John the Baptist came preaching to publicans and sinners, hopelessly vile and depraved, "Change your attitude, for the kingdom is at hand." To haughty scribes and legalistic Pharisees came the same command, "Change your attitude," and thus they would be ready to receive Him who came in grace to save. To sinners everywhere the Savior cried, "Except ye change your attitude, ye shall all likewise perish." And everywhere theapostles went they called upon men thus to face their sins-to face the question of their helplessness, yet their responsibility to God-to face Christ as the one, all-sufficient Savior, and thus by trusting Him to obtain remission of sins and justification from all things.
So to face these tremendous facts is to change one's mind completely, so that the pleasure lover sees and confesses the folly of his empty life; the self-indulgent learns to hate the passions that express the corruption of his nature; the self-righteous sees himself a condemned sinner in the eyes of a holy God; the man who has been hiding from God seeks to find a hiding place in Him; the Christ-rejecter realizes and owns his need of life and salvation.

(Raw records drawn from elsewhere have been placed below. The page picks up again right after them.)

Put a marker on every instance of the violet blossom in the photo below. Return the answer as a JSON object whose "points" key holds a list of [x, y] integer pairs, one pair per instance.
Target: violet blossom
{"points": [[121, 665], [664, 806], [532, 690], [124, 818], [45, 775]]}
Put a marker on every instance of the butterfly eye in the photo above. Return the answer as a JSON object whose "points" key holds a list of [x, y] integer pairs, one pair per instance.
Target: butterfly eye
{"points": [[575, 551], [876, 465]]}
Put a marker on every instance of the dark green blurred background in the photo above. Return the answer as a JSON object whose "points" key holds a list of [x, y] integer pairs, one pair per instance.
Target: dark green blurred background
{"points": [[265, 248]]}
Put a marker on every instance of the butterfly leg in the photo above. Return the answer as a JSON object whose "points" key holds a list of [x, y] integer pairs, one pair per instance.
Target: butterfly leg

Which Comes First, Repentance or Faith?
In Scripture we read, "Repent ye, and believe the gospel." Yet we find true believers exhorted to "repent, and do the first works." So intimately are the two related that you cannot have one without the other. The man who believes God repents; the repentant soul puts his trust in the Lord when the Gospel is revealed to him. Theologians may wrangle over this, but the fact is, no man repents until the Holy Spirit produces repentance in his soul through the truth. No man believes the Gospel and rests in it for his own salvation until he has judged himself as a needy sinner before God. And this is repentance. Perhaps it will help us if we see that it is one thing to believe God as to my sinfulness and need of a Savior, and it is another thing to trust that Savior implicitly for my own salvation. Apart from the first aspect of faith, there can be no true repentance. "He that cometh to God must believe that he is, and that he is the rewarder of them that diligently seek him." And apart from such repentance there can be no saving faith.
Yet the deeper my realization of the grace of God manifested toward me in Christ, the more intense will my repentance become. It was when Mephibosheth realized the kindness of God as shown by David that he cried out, "What is thy servant, that thou shouldest look upon such a dead dog as I am?" (2 Samuel 9:8). And it is the soul's apprehension of grace which leads to ever lower thoughts of self and higher thoughts of Christ; and so the work of repentance is deepened daily in the believer's heart. The very first evidence of awakening grace is dissatisfaction with one's self and self-effort and a longing for deliverance from chains of sin that have bound the soul. To own frankly that I am lost and guilty is the prelude to life and peace. It is not a question of a certain depth of grief and sorrow, but simply the recognition and acknowledgment of need that leads one to turn to Christ for refuge. None can perish who put their trust in Him. His grace superabounds above all our sin, and His expiatory work on the cross is so infinitely precious to God that it fully meets all our uncleanness and guilt.